Buying power on your own is an option, with price offerings ranging from 18 cents to 27.3 cents a kilowatt hour, all well below National Grid’s basic service rate. But those rates come with contracts lasting 12 to 36 months, with lower rates for the longer contracts. That’s where the risk comes in, because National Grid’s basic service rate changes every six months. Rates will come down sometime in the future, but when?

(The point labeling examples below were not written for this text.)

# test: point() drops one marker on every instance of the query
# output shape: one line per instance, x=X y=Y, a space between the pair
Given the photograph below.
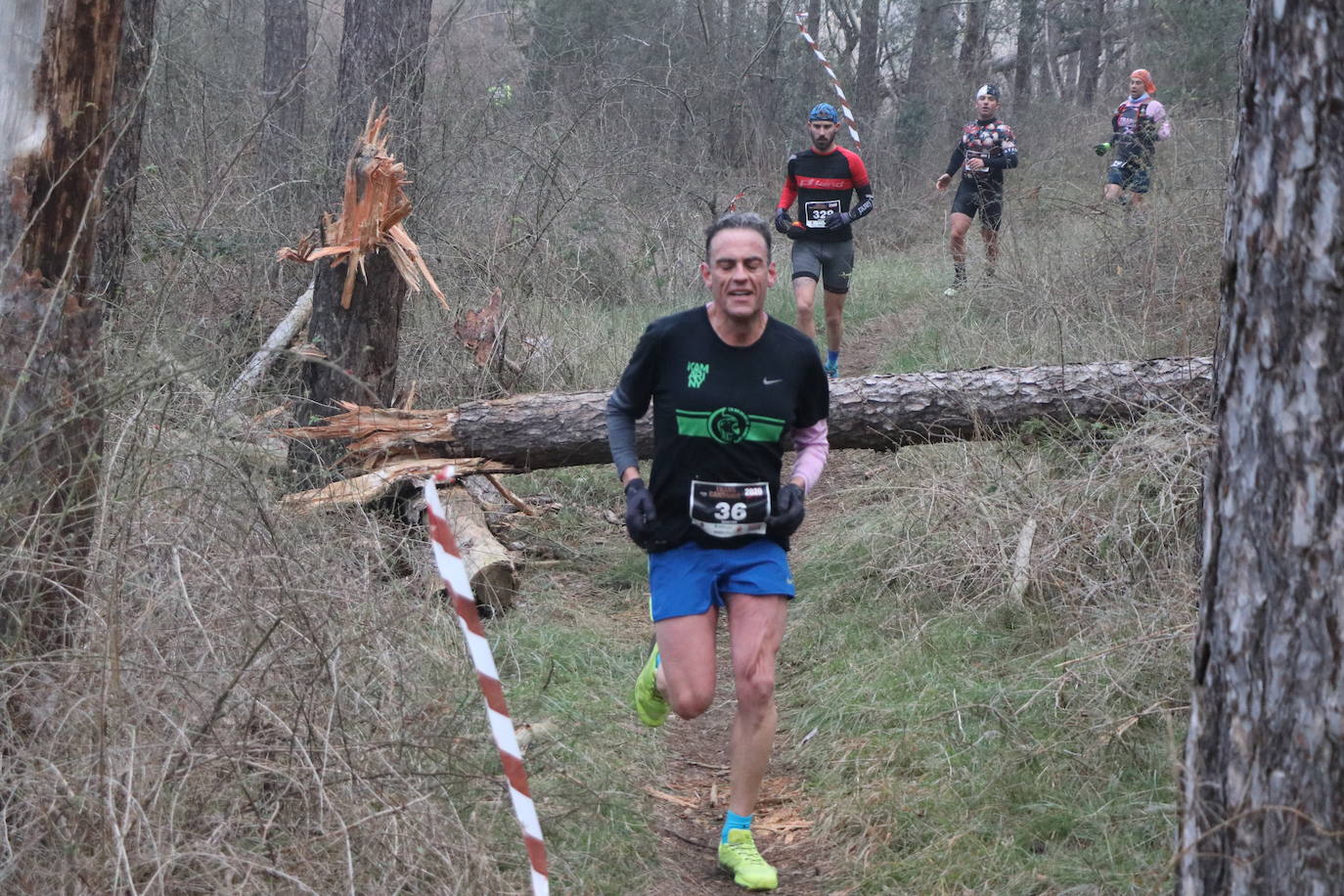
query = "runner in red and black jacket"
x=823 y=180
x=985 y=151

Also keep in mind that Attorney General Maura Healey is advising customers not to buy power on their own. “Our research continues to show that vulnerable residents across our state are losing millions of dollars to these companies each year,” a Healey spokeswoman said. “We continue to urge customers to beware of deceptive suppliers taking advantage of these record high winter rates by promising cheaper electricity, only to stick them with higher rates and a contract they can’t get out of.”

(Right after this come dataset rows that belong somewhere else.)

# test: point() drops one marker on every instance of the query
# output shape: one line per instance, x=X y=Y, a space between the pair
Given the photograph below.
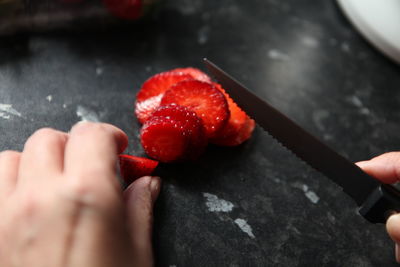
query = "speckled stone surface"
x=256 y=204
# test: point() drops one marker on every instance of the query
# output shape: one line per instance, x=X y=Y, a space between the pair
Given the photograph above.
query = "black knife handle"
x=382 y=203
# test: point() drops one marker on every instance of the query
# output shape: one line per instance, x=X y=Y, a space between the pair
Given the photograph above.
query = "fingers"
x=140 y=197
x=91 y=154
x=9 y=163
x=385 y=167
x=43 y=155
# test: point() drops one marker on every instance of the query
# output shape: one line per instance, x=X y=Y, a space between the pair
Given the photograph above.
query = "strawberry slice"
x=149 y=96
x=234 y=132
x=144 y=109
x=190 y=123
x=195 y=73
x=236 y=137
x=165 y=139
x=133 y=167
x=205 y=99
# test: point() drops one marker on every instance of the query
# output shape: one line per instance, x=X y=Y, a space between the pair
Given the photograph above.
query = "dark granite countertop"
x=252 y=205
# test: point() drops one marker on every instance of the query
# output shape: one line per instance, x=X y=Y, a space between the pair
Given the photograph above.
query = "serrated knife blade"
x=376 y=200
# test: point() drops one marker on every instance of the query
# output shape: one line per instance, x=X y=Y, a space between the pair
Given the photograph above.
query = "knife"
x=376 y=201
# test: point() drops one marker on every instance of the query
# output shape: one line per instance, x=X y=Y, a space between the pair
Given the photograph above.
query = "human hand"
x=62 y=205
x=386 y=168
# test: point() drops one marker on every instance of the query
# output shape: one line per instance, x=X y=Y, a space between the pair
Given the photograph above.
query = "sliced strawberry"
x=195 y=73
x=191 y=123
x=205 y=99
x=149 y=97
x=144 y=109
x=160 y=83
x=235 y=124
x=133 y=167
x=125 y=9
x=165 y=139
x=236 y=138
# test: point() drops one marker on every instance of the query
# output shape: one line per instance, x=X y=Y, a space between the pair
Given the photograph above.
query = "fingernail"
x=155 y=187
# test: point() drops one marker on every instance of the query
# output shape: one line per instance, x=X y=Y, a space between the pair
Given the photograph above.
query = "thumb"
x=139 y=198
x=393 y=229
x=385 y=167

Healey’s office has no concerns with municipalities that buy power on behalf of their residents. In the National Grid service territory, Attleboro and Fall River are offering very attractive rates of 10.5 to 14 cents a kilowatt hour through December 2023. If you’re a resident and not signed up, it may be time to do so.
In the Eversouce territory, where you live can save you money. Somerville, for example, is currently offering its residents prices ranging from 10.2 to 13.2 cents a kilowatt hour, but they expire at the end of the year, at the same time Eversource’s basic service rate is going to change. Both rates are probably headed much higher.
Boston has 200,000 residential customers signed up, but that leaves as many as 100,000 others who could sign up and save significant money. (Details are here.)Dave Musselman, director of Boston’s municipal energy unit, said the city’s current price was negotiated in late 2021, before the war in Ukraine, which destabilized energy markets and sent prices soaring.
The city’s price is very attractive now, but Musselman, in retrospect, wishes he had negotiated a longer-term deal. “You can’t predict exactly,” he said. “If you could predict it, I would have retired a long time ago.”